Thursday, 11 February 2016

What are British values?



Article for the Walsall Advertiser Living Faith Column, published on Thursday 11 February 2016

Two weeks ago my wife, who is Polish, took the ‘Life In The UK’ test, which all applicants for British citizenship have to do.  In this test you have to answer 24 multiple choice questions relating to life in the UK, and are required to get at least 75% of the questions right in order to pass the test.

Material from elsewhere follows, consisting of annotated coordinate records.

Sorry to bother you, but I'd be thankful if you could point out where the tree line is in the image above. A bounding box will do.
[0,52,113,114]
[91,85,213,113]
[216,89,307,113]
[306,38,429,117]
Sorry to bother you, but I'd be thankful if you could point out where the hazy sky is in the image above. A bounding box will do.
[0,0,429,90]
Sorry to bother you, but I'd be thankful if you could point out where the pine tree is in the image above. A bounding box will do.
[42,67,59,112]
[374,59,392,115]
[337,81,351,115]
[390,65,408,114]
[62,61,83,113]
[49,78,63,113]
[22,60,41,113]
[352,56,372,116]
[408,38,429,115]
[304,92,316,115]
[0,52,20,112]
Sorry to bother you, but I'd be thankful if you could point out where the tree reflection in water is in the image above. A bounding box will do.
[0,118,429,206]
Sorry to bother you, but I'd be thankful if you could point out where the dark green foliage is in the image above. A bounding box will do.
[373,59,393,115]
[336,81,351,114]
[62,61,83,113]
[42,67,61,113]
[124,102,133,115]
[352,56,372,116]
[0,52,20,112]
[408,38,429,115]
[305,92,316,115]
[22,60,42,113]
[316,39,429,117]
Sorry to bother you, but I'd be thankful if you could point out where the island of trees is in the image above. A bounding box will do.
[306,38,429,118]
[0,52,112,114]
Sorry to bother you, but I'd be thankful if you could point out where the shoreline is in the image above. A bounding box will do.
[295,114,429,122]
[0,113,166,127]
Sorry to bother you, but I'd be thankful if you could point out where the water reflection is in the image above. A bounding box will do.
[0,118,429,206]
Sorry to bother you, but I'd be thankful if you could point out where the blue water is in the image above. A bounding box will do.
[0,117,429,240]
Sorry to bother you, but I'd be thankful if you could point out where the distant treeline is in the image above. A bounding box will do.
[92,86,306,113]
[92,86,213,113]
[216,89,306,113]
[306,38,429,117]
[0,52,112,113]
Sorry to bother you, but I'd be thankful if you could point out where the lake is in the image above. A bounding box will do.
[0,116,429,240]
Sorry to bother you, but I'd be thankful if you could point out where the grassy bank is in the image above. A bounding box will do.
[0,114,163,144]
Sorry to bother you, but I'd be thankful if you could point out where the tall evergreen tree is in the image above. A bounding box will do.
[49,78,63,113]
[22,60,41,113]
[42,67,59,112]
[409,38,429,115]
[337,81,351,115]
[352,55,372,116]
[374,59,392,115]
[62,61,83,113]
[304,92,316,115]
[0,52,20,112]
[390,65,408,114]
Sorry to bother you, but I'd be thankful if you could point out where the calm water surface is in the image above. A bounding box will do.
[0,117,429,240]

Some of the questions are straight forward, for example ‘When is Christmas Eve?’ but others are not so easy. For example: ‘When was the first public film shown in the UK?’, ‘What did the Reform Act of 1832 achieve?’ And ‘When did Sake Dean Hahomet die?’ (this is the man credited with opening the UK’s first curry house in 1810). It took one of our British friends, who has four degrees to his name, three attempts to scrape a pass on the practice test!  It is maybe not surprising therefore that a study by Thom Brooks of Durham University in 2013 described the Life In The UK test as a bad pub quiz, which many citizens born and bred in the UK would struggle to know the answers to.
For me it raises the interesting question of what does it actually mean to be British?  This has been an issue much in the news recently, with schools now required to teach ‘British values’, which the Government identifies as as democracy, the rule of law, individual liberty and mutual respect and tolerance of those with different faiths and beliefs. 
Respect, tolerance and understanding, although not uniquely British values, are nonetheless values that we consider to be important in the UK.  These are values that are very much part of the Christian heritage of our nation, rooted as they are in the teachings of Jesus who called us to “Love your neighbour as yourself” and to “Do to others as you would have them do to you” (sometimes called the golden rule).    
It is because of these Christian values that Britain has had a proud history of welcoming refugees to our shores in times of crisis.  Whether that be the Huguenots fleeing persecution in France in the 18th century, or the Jew’s escaping the Nazis in the 1930s and 40s.
It is important that we don’t forget the Christian values of respect, tolerance and understanding that made Britain the country it is today, and that we don’t turn our backs on those who need our help today.